I live in perpetual wonder, a state of awe bordering on the mystical as if I was continually in the presence of an almighty deity whose every breath imparted mystery and wisdom. The awe is not for nature, though the natural world tickles my kibbles. Not so much for manmade objects despite my spending thousands to travel the world to marvel at ancient creations arising from kindred, artistic souls. Mostly, my wonder is focused internally as I try to figure out who the hell I am.
My literary idol, Edward Abbey, declared the Maze district in Southern Utah to be America’s last uncharted wilderness. I scoff at the great author’s declaration. My soul is terra incognita. My mind is hopelessly lost in labyrinthian canyons so twisted not even Ariadne’s thread can rescue me.

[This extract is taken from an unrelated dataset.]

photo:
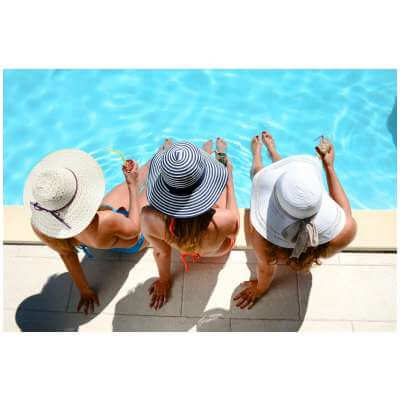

Without hope of escape, of resurrection, I simply meander deeper, squeeze sideways through curling slot canyons praying I don’t hit a dead end forcing me to retrace bloody footsteps from the glass-strewn trail.
Wander, wander, wander. Discover. Learn? Wander, wander, wander. I grow weary wandering. I want to sit for millennia and stagnate, sleep for a few eternities in the last rays of warm light falling from the sky above, light rays obscured by demons so never reaching me, forcing me to exist in darkest purgatory.
I sat once buy only for two ticks of a clock. In those ticks, my soul started to decay, crumble like grains of sand through the narrow neck of an hourglass. I have not rested since and that was a lifetime ago.
So, I wander, wander, wander, hoping unearthed knowledge will congeal, build upon itself until I finally understand myself and can rest peaceful.